Tutto il mondo è Valdera - Alejandro T. Rodriguez

Alejandro Tomas Rodriguez, 35 anni
Alejandro Tomas Rodriguez, 35 anni

Dopo la rubrica Valderesi all'estero, il percorso contrario: il nostro territorio visto con gli occhi indiscreti di chi arriva da fuori - capitolo 2



PONTEDERA — Gira il mondo con il gruppo di attori del Workcenter di Pontedera. Abita alla Rotta, almeno qualche mese all'anno.

Alejandro Tomas Rodriguez, 35 anni, è nato in Argentina, a Rosario (“La città del Che Guevara, ma oggi forse è più giusto dire la città di Leo Messi”) e da otto anni abita in Valdera.

Da dove arrivi?

“Spesso anch’io mi chiedo da dove vengo, quasi tutti giorni. E da un certo punto non è mica facile rispondere. Una possibilità è dire: sono arrivato da Rosario, Argentina. La città del Che Guevara che adesso, e forse questo è un segno di un radicale spostamento dei valori, è conosciuta come la città di Lionel Messi, Vive di fronte a casa mia.

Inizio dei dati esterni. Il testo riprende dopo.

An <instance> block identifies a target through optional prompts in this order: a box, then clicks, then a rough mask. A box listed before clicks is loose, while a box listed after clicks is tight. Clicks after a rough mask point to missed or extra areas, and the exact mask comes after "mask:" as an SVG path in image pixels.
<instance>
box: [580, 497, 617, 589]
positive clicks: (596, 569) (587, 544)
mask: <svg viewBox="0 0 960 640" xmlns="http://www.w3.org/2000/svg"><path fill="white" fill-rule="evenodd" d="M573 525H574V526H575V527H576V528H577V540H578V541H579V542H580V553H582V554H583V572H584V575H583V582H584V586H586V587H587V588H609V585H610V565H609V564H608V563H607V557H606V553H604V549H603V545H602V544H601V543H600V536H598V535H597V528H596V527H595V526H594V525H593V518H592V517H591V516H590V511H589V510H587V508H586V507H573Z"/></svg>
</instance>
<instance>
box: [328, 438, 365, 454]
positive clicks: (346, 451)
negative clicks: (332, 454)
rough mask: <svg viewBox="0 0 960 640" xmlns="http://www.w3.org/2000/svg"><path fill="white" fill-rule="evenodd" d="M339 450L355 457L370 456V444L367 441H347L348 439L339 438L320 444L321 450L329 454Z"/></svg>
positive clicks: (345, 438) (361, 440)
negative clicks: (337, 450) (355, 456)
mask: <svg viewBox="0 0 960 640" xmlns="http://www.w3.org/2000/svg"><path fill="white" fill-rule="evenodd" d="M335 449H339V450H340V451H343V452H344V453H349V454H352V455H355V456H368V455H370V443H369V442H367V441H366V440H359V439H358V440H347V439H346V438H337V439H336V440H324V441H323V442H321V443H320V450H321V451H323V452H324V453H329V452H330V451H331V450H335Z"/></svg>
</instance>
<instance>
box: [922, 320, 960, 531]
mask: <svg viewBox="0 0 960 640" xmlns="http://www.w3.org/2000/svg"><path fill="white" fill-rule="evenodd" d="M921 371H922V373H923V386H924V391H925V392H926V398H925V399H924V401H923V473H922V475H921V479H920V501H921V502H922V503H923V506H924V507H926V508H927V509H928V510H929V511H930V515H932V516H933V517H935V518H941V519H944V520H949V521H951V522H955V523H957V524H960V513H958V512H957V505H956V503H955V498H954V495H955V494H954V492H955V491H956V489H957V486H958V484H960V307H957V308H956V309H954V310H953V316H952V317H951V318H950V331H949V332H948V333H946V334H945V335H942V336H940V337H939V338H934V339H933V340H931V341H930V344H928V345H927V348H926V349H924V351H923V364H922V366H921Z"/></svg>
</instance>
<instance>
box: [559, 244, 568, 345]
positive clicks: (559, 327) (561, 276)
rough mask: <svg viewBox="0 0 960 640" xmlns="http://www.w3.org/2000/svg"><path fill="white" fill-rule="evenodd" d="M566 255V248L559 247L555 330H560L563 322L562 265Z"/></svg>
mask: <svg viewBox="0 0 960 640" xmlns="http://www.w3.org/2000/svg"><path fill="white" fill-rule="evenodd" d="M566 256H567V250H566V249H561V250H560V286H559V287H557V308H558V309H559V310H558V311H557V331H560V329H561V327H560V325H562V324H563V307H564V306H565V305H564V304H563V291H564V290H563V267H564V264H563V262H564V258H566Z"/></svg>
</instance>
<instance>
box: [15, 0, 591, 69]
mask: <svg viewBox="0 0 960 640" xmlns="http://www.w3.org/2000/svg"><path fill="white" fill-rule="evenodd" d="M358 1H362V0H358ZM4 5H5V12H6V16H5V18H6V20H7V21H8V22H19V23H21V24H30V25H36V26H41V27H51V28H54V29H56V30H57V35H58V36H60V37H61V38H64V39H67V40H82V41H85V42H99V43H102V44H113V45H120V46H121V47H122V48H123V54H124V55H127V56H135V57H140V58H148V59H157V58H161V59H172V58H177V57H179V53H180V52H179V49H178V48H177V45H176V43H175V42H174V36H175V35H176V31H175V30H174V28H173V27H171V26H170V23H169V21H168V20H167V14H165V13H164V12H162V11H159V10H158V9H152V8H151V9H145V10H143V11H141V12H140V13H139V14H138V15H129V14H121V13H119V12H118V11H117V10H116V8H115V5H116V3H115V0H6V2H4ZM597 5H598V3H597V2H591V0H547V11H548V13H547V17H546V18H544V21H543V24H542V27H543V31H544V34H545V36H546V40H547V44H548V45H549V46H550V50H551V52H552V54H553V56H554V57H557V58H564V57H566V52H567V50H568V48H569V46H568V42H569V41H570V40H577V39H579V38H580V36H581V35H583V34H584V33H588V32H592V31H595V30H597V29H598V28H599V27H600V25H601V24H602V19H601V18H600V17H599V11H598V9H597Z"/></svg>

Poi c'è un'altra possibilità...”

Da quanto tempo sei in Valdera?

“Dal 2007. Non ho mai vissuto a Pontedera. Sono stato a Montopoli, a Marti e poi dal 2008 sono atterrato nella Repubblica della Rotta”

Perché sei arrivato qua?

“Sono arrivato qui per via del Workcenter. Sono un attore e come tutti i giovani attori avevo letto dei testi di Grotowski che mi avevano colpito molto. Poi, piano piano, con gli anni mi sono messo in moto per trovare delle persone che avevano lavorato con lui. Queste persone erano qui, alla Rotta. A parte la storica Piaggio e la cecina qui esiste un centro di ricerca molto importante, riconosciuto in tutto il mondo che si chiama Workcenter of Jerzy Grotowski and Thomas Richards. E' un centro di lavoro legato alle arti performative, in questo caso molto vicino al teatro e alla musica, fondato nel 1986  da un grande uomo chiamato Jerzy Grotowski. Lui è stato invitato anni fa in Valdera dal Centro per la Sperimentazione e la Ricerca Teatrale di Pontedera. Nell'ambito del teatro Grotowski è forse il più grande rivoluzionario del '900. A un certo momento, nel punto più alto della sua carriera come regista, ha lasciato il teatro e si è concentrato, cito le sue parole, non già sull'attore ma sull'uomo. La curiosità e la determinazione lo hanno portato a spingere i confini del teatro”.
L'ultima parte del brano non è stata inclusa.